True Confession: I Hated the School Nurse

by Curtis Shelburne

AS I RECALL, it was only one year after the year I fell in love with my second grade teacher that I fell into hate with our school nurse.

“If only the old bandaid pusher had minded her own business . . . .” I muttered something to that effect with all the indignation a myopic eight-year-old could muster. In fact, our school nurse was a savvy lady who minded her own business quite well. Her business was to give eye exams to third-graders like me. I should have thanked her, but I was in no mood.

“Why doesn’t she go pick on somebody else?”

Unfortunately, I was pretty sure I could already see “the hand writing on the wall” (actually, I couldn’t; I couldn’t see the big “E” on the eyechart on the wall, either). This meddlesome woman would be calling my parents to report that their young son was as blind as the proverbial bat, and that would be the beginning of all manner of trouble. She did, and it was.

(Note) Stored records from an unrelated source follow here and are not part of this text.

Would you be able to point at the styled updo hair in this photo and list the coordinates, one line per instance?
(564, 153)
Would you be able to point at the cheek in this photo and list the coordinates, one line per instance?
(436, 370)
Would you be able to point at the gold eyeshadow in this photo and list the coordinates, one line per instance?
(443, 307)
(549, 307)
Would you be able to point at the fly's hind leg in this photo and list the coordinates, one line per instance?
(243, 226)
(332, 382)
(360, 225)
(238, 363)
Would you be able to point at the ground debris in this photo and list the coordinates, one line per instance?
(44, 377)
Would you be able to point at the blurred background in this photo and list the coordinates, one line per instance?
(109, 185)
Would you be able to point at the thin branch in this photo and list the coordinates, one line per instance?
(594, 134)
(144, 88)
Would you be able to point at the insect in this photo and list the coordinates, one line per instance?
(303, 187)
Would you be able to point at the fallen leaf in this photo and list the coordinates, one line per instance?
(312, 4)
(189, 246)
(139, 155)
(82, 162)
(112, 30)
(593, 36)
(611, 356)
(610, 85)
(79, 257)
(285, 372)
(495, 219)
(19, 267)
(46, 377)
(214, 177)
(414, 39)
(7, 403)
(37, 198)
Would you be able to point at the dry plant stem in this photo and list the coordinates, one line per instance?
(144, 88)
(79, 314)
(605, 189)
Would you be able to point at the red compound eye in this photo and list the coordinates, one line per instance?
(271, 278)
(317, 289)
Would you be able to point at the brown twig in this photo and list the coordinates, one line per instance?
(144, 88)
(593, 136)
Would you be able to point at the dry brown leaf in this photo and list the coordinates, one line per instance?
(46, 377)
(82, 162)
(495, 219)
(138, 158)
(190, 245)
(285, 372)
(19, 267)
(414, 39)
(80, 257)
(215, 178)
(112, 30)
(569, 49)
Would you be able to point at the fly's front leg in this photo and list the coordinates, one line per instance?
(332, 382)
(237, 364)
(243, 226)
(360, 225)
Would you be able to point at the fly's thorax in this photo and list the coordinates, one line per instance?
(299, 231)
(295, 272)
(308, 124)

Before many moons, I became the unhappy owner of a brand new pair of glasses and an enormous load of self-consciousness. I was about to become, I was sure, the first bespectacled spectacle ever to walk down the halls of San Jacinto School. Not a disobedient child normally, I felt forced to take drastic action. I would not wear those things! I’d resist for all I was worth! Oh, I’d wear them to school, but then I’d lose them until time to go home.

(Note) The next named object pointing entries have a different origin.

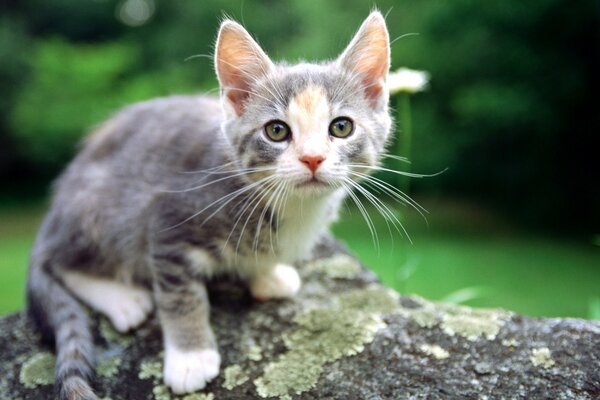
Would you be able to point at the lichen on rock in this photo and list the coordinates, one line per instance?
(111, 335)
(340, 266)
(109, 367)
(467, 322)
(199, 396)
(324, 335)
(150, 369)
(254, 353)
(435, 351)
(38, 370)
(234, 376)
(542, 358)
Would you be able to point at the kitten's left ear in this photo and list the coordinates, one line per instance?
(239, 62)
(368, 56)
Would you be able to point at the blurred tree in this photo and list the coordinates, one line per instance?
(510, 111)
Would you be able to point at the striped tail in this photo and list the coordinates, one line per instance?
(60, 316)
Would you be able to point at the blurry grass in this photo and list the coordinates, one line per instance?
(18, 226)
(465, 255)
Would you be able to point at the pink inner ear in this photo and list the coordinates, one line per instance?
(237, 98)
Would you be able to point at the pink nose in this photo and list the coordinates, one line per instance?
(312, 162)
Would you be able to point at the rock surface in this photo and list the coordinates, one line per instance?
(344, 337)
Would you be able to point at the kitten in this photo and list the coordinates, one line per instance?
(172, 191)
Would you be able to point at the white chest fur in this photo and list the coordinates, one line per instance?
(302, 223)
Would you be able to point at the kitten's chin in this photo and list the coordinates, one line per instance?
(313, 187)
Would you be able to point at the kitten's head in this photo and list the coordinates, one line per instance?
(310, 127)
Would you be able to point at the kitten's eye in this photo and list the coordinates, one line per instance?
(341, 127)
(277, 131)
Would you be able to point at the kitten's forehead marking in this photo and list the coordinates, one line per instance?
(309, 112)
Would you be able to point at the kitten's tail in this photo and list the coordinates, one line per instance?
(60, 316)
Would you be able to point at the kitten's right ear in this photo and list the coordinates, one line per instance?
(368, 56)
(239, 61)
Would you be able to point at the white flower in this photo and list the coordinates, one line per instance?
(407, 81)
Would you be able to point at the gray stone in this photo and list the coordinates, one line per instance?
(343, 337)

There was, however, a fatal flaw in the plan. The hated spectacles had to be put on at least briefly, and I discovered to my amazement that the world surely looked good in focus! I hadn’t realized what I’d been missing!

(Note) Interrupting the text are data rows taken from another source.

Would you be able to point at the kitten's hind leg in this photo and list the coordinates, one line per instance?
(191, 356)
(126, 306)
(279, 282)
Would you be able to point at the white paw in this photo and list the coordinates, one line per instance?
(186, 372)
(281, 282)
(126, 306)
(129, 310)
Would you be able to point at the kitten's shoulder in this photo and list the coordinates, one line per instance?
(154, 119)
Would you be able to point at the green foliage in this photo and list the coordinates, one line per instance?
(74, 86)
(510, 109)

I remembered all of this years later when I came across the title of a book by Edith Schaeffer, A Way of Seeing. I haven’t read the book, but I like the title.

A way of seeing. In many ways, that’s what Christianity is. It’s a way of seeing the people, places, and events that make up the stories of our lives. For fallen human beings who don’t always see the world very clearly, it is a wonderful thing!

Isn’t it strange, though, how strongly most of us resist 20/20 vision? Living in what is so often a dark world, we hardly know how to react to the new light and vision offered by Christ. When we finally allow him to illumine our lives, we are amazed to find that life takes on new color as it comes more and more into focus.

Guess that old school nurse did me a favor, after all. And I’m absolutely sure that Christ did.